Ahora que el Congreso del Estado, a iniciativa de la diputada Verónica Delgadillo, ha emprendido la ineludible tarea de armar un expediente para trasladar los restos de Juan José Arreola a la Rotonda de los Jaliscienses Ilustres –expediente en el que hay que destacar la propuesta de l@s escritor@s jaliscienses Blanca Bátiz, Jesús Cruz Flores, Amado Aurelio Pérez y el editor de MILENIO y compositor Enrique Vázquez-, viene a mi mente 1993, año en que el gran escritor zapotlense fue galardonado con el Premio Juan Rulfo (Hoy FIL en Lenguas Romances), en el Paraninfo de la Universidad de Guadalajara.

Después de la ceremonia, ejecutaba yo una obra efectista para guitarra –golpes sobre la tapa, pizzicatos a la Bartók-, en una de las salas interiores del hoy Museo de las Artes-, cuando una mano se posó sobre mi hombro al mismo tiempo que una voz pianísima musitaba a mi oído: “Hijo… hijo… me siento muy mal… déjame tantito tu lugar”.

De inmediato me puse de pie y cedí el lugar al maestro que, con la mirada fija en el suelo, intentaba reencontrar el equilibrio perdido. Yo lo miraba atento, como se mira una leyenda, un genio vivo.

Después, como estudiante de literatura en la Universidad de Guadalajara, tuve la oportunidad de estudiar su obra desde una perspectiva multidisciplinaria: Los universos sonoros en Arreola.

La narrativa de Arreola –al igual que la de otros escritores jaliscienses como Rulfo o Agustín Yáñez-, también da lugar, desde su neo costumbrismo, a un estudio del elemento sonoro.
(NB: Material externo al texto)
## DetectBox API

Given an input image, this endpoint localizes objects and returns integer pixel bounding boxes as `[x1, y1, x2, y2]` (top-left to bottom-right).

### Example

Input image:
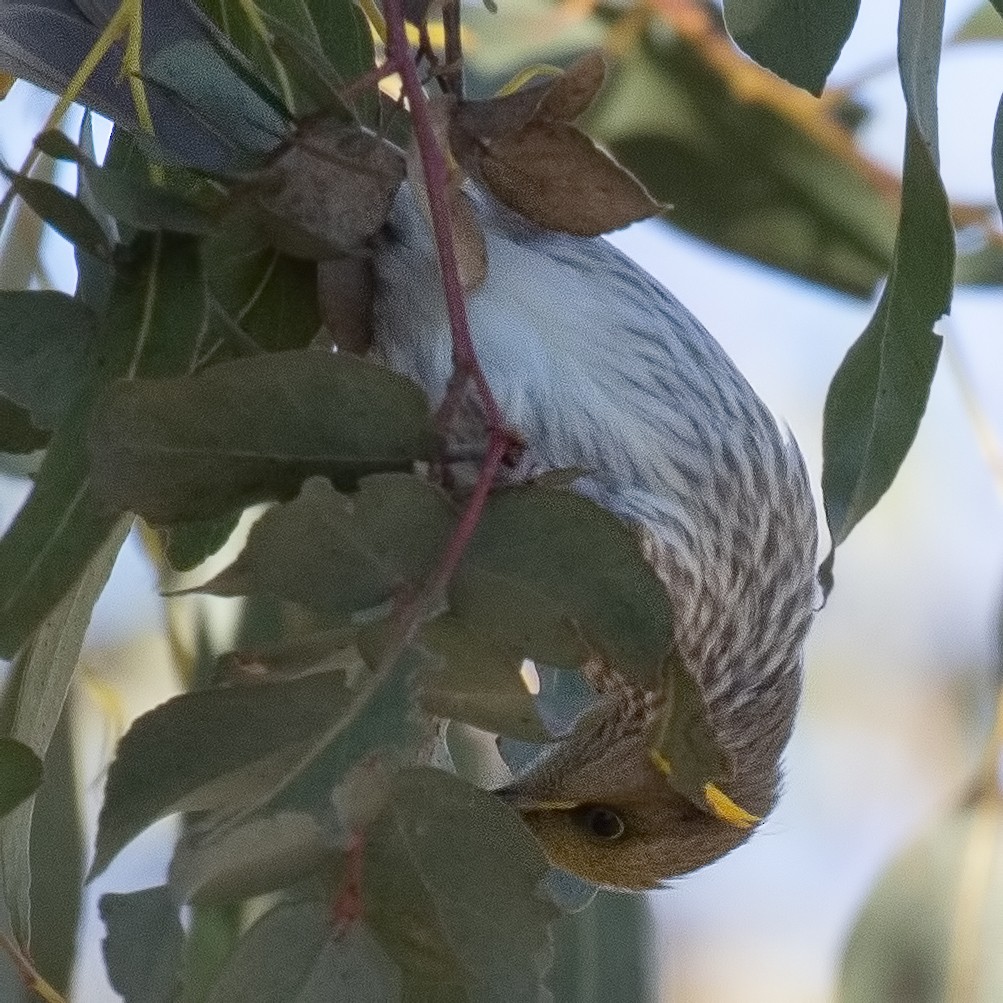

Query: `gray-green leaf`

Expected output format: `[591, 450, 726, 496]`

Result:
[724, 0, 861, 95]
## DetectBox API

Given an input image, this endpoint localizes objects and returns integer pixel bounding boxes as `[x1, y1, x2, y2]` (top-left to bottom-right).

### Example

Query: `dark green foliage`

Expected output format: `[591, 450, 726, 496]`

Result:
[724, 0, 861, 94]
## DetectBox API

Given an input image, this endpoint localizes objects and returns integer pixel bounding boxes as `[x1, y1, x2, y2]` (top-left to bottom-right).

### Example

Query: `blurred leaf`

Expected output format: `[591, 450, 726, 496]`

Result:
[839, 794, 1003, 1003]
[415, 614, 550, 742]
[28, 702, 86, 998]
[0, 291, 95, 429]
[954, 234, 1003, 286]
[35, 129, 213, 234]
[143, 37, 289, 174]
[993, 97, 1003, 212]
[90, 351, 434, 524]
[206, 219, 321, 352]
[362, 769, 557, 1000]
[0, 738, 42, 816]
[209, 900, 400, 1003]
[90, 663, 376, 877]
[724, 0, 861, 95]
[200, 473, 455, 617]
[0, 520, 129, 944]
[464, 0, 899, 297]
[203, 0, 374, 116]
[0, 165, 111, 260]
[98, 886, 185, 1003]
[0, 394, 51, 453]
[164, 512, 241, 571]
[822, 0, 955, 557]
[170, 811, 333, 905]
[459, 487, 671, 689]
[950, 0, 1003, 42]
[652, 656, 734, 810]
[0, 234, 206, 657]
[182, 903, 245, 1003]
[548, 892, 659, 1003]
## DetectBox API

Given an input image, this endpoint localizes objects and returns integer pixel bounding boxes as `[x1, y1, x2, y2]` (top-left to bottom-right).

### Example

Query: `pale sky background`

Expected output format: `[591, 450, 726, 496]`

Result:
[0, 0, 1003, 1003]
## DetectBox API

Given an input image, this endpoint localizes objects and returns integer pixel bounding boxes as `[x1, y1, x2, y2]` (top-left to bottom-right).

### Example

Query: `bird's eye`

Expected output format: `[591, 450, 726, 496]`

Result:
[581, 804, 625, 842]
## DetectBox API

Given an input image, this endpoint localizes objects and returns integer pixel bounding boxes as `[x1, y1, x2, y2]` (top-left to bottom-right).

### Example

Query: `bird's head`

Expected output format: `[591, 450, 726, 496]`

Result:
[497, 696, 765, 891]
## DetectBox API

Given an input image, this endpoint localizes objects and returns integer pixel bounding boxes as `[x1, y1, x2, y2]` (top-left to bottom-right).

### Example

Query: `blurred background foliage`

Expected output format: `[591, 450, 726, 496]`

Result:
[0, 0, 1003, 1000]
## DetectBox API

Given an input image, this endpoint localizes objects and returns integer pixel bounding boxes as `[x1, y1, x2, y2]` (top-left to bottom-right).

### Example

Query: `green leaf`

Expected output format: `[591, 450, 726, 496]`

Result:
[822, 0, 955, 557]
[549, 892, 659, 1003]
[199, 0, 374, 116]
[163, 512, 241, 571]
[143, 37, 289, 174]
[993, 97, 1003, 212]
[0, 395, 51, 453]
[362, 769, 557, 1000]
[0, 291, 95, 429]
[651, 656, 734, 810]
[950, 0, 1003, 43]
[170, 811, 333, 905]
[206, 217, 321, 352]
[91, 661, 383, 877]
[0, 738, 42, 816]
[414, 614, 550, 742]
[0, 400, 129, 658]
[200, 473, 455, 618]
[0, 520, 129, 944]
[837, 793, 1003, 1003]
[0, 165, 111, 260]
[459, 487, 672, 689]
[90, 351, 434, 524]
[0, 234, 206, 657]
[98, 886, 185, 1003]
[724, 0, 861, 95]
[209, 900, 400, 1003]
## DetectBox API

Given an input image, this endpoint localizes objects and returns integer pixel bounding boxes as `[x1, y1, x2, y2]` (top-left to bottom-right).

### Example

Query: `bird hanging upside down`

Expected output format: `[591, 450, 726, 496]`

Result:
[374, 185, 816, 890]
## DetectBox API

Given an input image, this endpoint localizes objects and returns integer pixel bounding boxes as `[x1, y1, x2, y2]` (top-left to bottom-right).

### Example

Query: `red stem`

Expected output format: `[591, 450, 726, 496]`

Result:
[383, 0, 514, 613]
[383, 0, 506, 436]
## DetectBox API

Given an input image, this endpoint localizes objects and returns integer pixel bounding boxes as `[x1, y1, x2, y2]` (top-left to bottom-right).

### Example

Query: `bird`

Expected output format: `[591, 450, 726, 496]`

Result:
[373, 183, 817, 891]
[0, 0, 817, 890]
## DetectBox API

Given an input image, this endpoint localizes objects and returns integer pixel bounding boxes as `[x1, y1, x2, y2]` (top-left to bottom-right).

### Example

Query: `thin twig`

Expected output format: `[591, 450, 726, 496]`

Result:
[383, 0, 515, 649]
[441, 0, 463, 100]
[384, 0, 505, 436]
[0, 934, 66, 1003]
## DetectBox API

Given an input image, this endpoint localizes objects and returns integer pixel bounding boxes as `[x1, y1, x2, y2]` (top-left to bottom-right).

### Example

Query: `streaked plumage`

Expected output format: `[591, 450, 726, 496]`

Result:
[375, 188, 816, 887]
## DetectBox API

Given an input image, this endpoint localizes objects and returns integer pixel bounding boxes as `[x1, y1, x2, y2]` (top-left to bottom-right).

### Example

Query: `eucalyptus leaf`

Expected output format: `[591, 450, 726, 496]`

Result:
[993, 97, 1003, 212]
[170, 811, 333, 905]
[203, 473, 454, 617]
[0, 234, 207, 657]
[208, 900, 400, 1003]
[0, 165, 111, 260]
[724, 0, 861, 95]
[91, 663, 383, 877]
[90, 352, 434, 524]
[0, 291, 95, 429]
[0, 520, 129, 944]
[206, 216, 321, 352]
[164, 512, 241, 571]
[0, 394, 51, 453]
[0, 738, 42, 817]
[98, 886, 185, 1003]
[459, 487, 671, 689]
[362, 768, 558, 1000]
[821, 0, 955, 565]
[415, 614, 550, 742]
Así, por ejemplo, para describir la voz del diablo en su cuento Un pacto con el diablo, el narrador dice: “La voz del diablo era insinuante, ladina, como un sonido de monedas de oro”, o en la Canción de Pironelle, en donde retoma la figura del compositor francés Guillaume de Machaut (Machault, c. 1300 - † abril de 1377): “Desde su claro huerto de manzanos, Peronelle de Armentières dirigió al maestro Guillermo su primer rondel amoroso. Puso los versos en una cesta de frutas olorosas, y el mensaje cayó como un sol de primavera en la vida oscurecida del poeta. Guillermo de Machaut había cumplido ya los sesenta años. Su cuerpo resentido de dolencias empezaba a inclinarse hacia la tierra. Uno de sus ojos se había apagado para siempre. Sólo de vez en cuando, al oír sus antiguos versos en boca de los jóvenes enamorados, se reanimaba su corazón. Pero al leer la canción de Peronelle volvió a ser joven, tomó su rabel, y aquella noche no hubo en la ciudad más gallardo cantor de serenatas”.

Revisitemos a Arreola y su propuesta sonora. Hasta en quince.